C’est à l’heure actuelle le seul point d’accord entre des industriels, qui souhaitent vendre leurs produits plus chers à la grande distribution, et des distributeurs, qui eux souhaitent se fournir à moindre coût pour ne pas réduire leurs ventes ou leurs marges sur les achats des consommateurs. Même si le ministre a répété que «le fil du dialogue est renoué», les acteurs réunis autour de la table ne sont pas parvenus à s’entendre sur le montant de l’augmentation.
Volailles, viandes bovines et porcines
Les prix vont bien augmenter, en particulier pour la volaille, la viande porcine et bovine et le lait de vache, dont les prix dépendent beaucoup de ceux des matières premières, a indiqué le ministre. Mais il faudra attendre le mois prochain pour connaître les taux appliqués.

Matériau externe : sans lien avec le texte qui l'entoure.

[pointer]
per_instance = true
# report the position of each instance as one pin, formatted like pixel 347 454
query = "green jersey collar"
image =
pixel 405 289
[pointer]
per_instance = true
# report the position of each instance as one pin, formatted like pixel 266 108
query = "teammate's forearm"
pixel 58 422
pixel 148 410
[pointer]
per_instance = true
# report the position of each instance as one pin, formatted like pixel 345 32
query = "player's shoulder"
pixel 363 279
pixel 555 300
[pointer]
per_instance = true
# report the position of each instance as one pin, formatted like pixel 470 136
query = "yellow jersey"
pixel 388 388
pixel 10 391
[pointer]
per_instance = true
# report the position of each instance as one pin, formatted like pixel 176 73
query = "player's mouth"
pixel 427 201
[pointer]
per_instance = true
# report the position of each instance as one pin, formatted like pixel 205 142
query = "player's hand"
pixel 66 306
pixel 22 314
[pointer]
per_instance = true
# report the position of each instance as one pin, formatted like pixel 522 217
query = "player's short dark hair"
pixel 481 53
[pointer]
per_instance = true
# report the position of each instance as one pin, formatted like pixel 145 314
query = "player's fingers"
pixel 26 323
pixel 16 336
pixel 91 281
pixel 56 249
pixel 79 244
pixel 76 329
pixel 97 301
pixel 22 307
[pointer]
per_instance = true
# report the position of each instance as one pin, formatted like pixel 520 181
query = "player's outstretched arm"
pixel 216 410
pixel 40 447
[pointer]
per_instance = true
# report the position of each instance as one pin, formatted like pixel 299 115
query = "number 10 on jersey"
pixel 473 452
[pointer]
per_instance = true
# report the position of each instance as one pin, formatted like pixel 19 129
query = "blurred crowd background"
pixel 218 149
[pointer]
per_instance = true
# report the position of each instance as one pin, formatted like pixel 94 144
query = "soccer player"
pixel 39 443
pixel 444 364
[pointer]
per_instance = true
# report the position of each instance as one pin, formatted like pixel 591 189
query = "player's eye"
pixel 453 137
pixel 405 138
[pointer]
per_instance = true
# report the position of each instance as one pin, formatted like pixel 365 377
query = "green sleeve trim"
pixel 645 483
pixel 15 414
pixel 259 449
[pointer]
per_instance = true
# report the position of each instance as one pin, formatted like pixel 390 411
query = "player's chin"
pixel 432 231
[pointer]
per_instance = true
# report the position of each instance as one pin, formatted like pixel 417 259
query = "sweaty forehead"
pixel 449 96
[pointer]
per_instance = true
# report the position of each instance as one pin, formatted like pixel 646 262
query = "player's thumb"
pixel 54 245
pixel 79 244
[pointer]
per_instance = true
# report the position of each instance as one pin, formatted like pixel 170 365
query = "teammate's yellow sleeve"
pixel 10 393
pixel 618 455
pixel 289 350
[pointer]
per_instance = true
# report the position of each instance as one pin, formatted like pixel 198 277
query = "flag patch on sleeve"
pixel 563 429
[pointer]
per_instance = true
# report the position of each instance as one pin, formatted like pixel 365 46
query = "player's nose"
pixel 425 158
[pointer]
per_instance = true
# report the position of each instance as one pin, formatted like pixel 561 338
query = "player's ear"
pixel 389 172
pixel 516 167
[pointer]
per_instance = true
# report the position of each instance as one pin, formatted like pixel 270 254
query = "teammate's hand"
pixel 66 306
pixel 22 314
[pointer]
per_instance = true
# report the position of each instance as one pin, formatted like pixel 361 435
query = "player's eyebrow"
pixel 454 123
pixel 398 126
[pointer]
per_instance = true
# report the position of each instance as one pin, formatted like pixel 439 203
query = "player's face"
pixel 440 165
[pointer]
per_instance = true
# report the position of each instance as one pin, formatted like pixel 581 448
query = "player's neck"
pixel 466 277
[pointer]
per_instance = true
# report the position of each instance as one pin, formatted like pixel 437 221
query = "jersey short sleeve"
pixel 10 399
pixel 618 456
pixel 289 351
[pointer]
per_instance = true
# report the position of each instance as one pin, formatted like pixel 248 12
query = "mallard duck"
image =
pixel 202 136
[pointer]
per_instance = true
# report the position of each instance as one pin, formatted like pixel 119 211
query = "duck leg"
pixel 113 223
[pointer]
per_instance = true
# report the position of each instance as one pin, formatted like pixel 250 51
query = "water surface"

Les négociations, qui se déroulent chaque année à cette époque et doivent aboutir au 1er mars, sont très tendues car l’année qui vient de s’écouler a vu les cours des matières premières agricoles flamber. Le secrétaire d’Etat au Commerce, Frédéric Lefebvre, a indiqué que le gouvernement demandera à l’Observatoire des prix et des marges dans l’alimentation de surveiller les hausses des prix dans les étals, et que des amendes pourraient être infligées aux distributeurs en cas de «hausse abusive des prix de ventes» aux consommateurs. «Nous devrons également veiller à ce que certains, comme des grands groupes agroalimentaires mondiaux, n’aient pas la tentation de faire appliquer n’importe quelle hausse sans rapport avec les cours des matières premières», a-t-il indiqué.